Version: Candidate-4.1

SQL query

This topic provides answers to some frequently asked questions about SQL.

This error "fail to allocate memory." when I build a materialized view

To solve this problem, increase the value of the memory_limitation_per_thread_for_schema_change parameter in the be.conf file. This parameter refers to the maximum storage that can be allocated for a single task to change the scheme. The default value of the maximum storage is 2 GB.

Does StarRocks support caching query results?

StarRocks does not directly cache final query results. From v2.5 onwards, StarRocks uses the Query Cache feature to save the intermediate results of first-stage aggregation in the cache. New queries that are semantically equivalent to previous queries can reuse the cached computation results to accelerate computations. Query cache uses BE memory. For more information, see Query cache.

When a `Null` is included in the calculation, the calculation results of functions are false except for the ISNULL() function

In standard SQL, every calculation that includes an operand with a NULL value returns a NULL.

Does StarRocks support the DECODE function?

StarRocks does not support the DECODE function of the Oracle database. StarRocks is compatible with MySQL, so you can use the CASE WHEN statement.

Can the latest data be queried immediately after data is loaded into the Primary Key table of StarRocks?

Yes. StarRocks merges data in a way that references Google Mesa. In StarRocks, a BE triggers the data merge and it has two kinds of compaction to merge data. If the data merge is not completed, it is finished during your query. Therefore, you can read the latest data after data loading.

Do the utf8mb4 characters stored in StarRocks get truncated or appear garbled?

No.

This error "table's state is not normal" occurs when I run the `alter table` command

This error occurs because the previous alteration has not been completed. You can run the following code to check the status of the previous alteration:

show tablet from lineitem where State="ALTER"; 

The time spent on the alteration operation relates to the data volume. In general, the alteration can be completed in minutes. We recommend that you stop loading data into StarRocks while you are altering tables because data loading lowers the speed at which alteration completes.

This error "get hive partition meta data failed: java.net.UnknownHostException:hadooptest" occurs when I query the external tables of Apache Hive

This error occurs when the metadata of Apache Hive partitions cannot be obtained. To solve this problem, copy core-sit.xml and hdfs-site.xml to the fe.conf file and the be.conf file.

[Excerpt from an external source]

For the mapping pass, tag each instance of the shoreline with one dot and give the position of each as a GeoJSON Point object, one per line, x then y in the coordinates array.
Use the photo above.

This error "planner use long time 3000 remaining task num 1" occurs when I query data

This error occurs usually due to a full garbage collection (full GC), which can be checked by using backend monitoring and the fe.gc log. To solve this problem, perform one of the following operations:

Allows SQL's client to access multiple frontends (FEs) simultaneously to spread the load.
Change the heap size of Java Virtual Machine (JVM) from 8 GB to 16 GB in the fe.conf file to increase memory and reduce the impact of full GC.

When cardinality of column A is small, the query results of `select B from tbl order by A limit 10` vary each time

SQL can only guarantee that column A is ordered, and it cannot guarantee that the order of column B is the same for each query. MySQL can guarantee the order of column A and column B because it is a standalone database.

StarRocks is a distributed database, of which data stored in the underlying table is in a sharding pattern. The data of column A is distributed across multiple machines, so the order of column B returned by multiple machines may be different for each query, resulting in inconsistent order of B each time. To solve this problem, change select B from tbl order by A limit 10 to select B from tbl order by A,B limit 10.

Why is there a large gap in column efficiency between SELECT * and SELECT?

To solve this problem, check the profile and see MERGE details:

Check whether the aggregation on the storage layer takes up too much time.
Check whether there are too many indicator columns. If so, aggregate hundreds of columns of millions of rows.

MERGE:

    - aggr: 26s270ms

    - sort: 15s551ms

Does DELETE support nested functions?

Nested functions are not supported, such as to_days(now()) in DELETE from test_new WHERE to_days(now())-to_days(publish_time) >7;.

How to improve the usage efficiency of a database when there are hundreds of tables in it?

To improve efficiency, add the -A parameter when you connect to MySQL's client server: mysql -uroot -h127.0.0.1 -P8867 -A. MySQL's client server does not pre-read database information.

How to reduce the disk space occupied by the BE log and the FE log?

Adjust the log level and corresponding parameters. For more information, see Parameter Configuration.

This error "table *** is colocate table, cannot change replicationNum" occurs when I modify the replication number

When you create colocated tables, you need to set the group property. Therefore, you cannot modify the replication number for a single table. You can perform the following steps to modify the replication number for all tables in a group:

Set group_with to empty for all tables in a group.
Set a proper replication_num for all tables in a group.
Set group_with back to its original value.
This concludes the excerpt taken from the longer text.